Whether you’re in isolation, working from home or are a brave keyworker battling against this invisible enemy, the coronavirus pandemic has had a huge impact on us as individuals, as a nation as well as on a global scale.
The situation regarding Covid-19 is fast-moving and constantly changing on a daily basis - it can be difficult to keep up with this new reality that we’ve found ourselves in. With new rules and regulations in place, many of us are asking what becomes of the mundane, but essential tasks that were once taken for granted - like getting a vehicle serviced or repaired? We take a look at IAM RoadSmart’s advice from Simon Bolingbroke, from Chelmsford Advanced Motorists group, on what the coronavirus pandemic means for cars and motorists.
Getting a vehicle serviced and repaired:
The National Franchised Dealers Association (NFDA) has called on the government to ensure “essential repair and maintenance services for all vehicles will not be closed as part of the anticipated wider closures of shops in the UK.”
NFDA director, Sue Robinson, said: “Ensuring that essential vehicles remain in a roadworthy condition will reduce the likelihood of mechanical failures and other incidents, ensuring that vital journeys can be made and services fulfilled.”
It’s likely you’ll be able to book your car in for servicing, repair or maintenance, but you may end up waiting longer for an appointment or must travel further. We would advise that you check with your local garage first as some repairs may not be deemed urgent and, in accordance with government regulations, no unnecessary journeys should be made. More information on what you can and can’t do under current guidelines can be found here.
Will there be fuel shortages?
According to Brian Madderson, chairman of the Petrol Retailers Association, motorists have nothing to worry about. He said his organisation has been in contact with its equivalent in Italy and, whilst it reports Italian fuel sales are down around 60% due to the travel restrictions, in the UK, Brian says the picture is “mixed”.
Fuel sales in urban areas remain steady due to reduced journey numbers being counteracted by the number of travellers switching from public transport to cars. More transient filling stations, such as motorway service stations, have reported a decline in demand as fewer motorists embark on long-distance journeys.
How hygienic are petrol stations?
The Petrol Retailers Association says all its members are offering gloves for motorists to use at the pumps. Brian Madderson said that while petrol pump nozzles are cleaned every day they can’t be cleaned after every use, so pump handles could pose a real risk of transferring the virus.
He added that hand sanitiser is being offered to customers and staff, where available, but he warned petrol retailers are struggling to deep clean forecourts because cleaning companies are prioritising front-line services such as the NHS and care homes.

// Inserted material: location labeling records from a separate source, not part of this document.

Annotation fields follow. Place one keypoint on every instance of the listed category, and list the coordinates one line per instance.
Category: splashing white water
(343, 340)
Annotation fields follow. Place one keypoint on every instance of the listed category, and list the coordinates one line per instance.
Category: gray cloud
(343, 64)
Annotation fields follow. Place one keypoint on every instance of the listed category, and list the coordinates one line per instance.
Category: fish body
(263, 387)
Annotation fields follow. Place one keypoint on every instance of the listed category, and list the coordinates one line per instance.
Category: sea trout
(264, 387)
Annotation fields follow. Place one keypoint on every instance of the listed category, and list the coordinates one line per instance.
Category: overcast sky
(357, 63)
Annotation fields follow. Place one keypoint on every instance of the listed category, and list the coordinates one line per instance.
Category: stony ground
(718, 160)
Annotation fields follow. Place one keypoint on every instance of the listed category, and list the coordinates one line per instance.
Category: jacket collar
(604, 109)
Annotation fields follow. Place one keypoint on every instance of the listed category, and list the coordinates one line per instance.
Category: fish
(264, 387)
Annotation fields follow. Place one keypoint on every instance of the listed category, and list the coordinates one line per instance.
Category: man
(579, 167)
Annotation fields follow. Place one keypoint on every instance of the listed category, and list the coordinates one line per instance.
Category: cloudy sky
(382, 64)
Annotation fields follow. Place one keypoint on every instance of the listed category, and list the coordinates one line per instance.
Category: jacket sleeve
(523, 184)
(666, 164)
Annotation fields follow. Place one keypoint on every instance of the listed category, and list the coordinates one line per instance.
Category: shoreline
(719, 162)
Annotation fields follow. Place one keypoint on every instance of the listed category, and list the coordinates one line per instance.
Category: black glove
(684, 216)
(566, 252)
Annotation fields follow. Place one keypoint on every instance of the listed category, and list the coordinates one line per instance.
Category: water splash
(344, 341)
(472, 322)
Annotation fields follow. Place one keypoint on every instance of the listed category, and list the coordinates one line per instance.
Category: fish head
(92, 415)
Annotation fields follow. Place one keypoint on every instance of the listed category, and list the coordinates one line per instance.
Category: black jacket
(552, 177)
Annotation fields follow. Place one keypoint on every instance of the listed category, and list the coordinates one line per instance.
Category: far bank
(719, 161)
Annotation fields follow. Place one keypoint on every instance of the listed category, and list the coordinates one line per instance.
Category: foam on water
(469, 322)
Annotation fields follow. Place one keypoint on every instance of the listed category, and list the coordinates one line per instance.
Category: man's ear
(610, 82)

Some petrol stations are taking further steps, with a small number refusing to accept cash due to concerns over contaminated notes, although he stressed that with comparatively few motorists carrying cash, it’s unlikely too many forecourts will become ‘plastic-only’.
The coronavirus pandemic has wreaked havoc and, while it continues to do so, this remains a very uncertain time for all of us. However, this trying time has instilled a sense of nationwide unity and comradery as we all pull together and hopefully gives us a greater appreciation for the times ahead as we strive to return to normality. Remember to follow government guidelines when it comes to washing hands and social distancing, but more importantly staying home to save lives.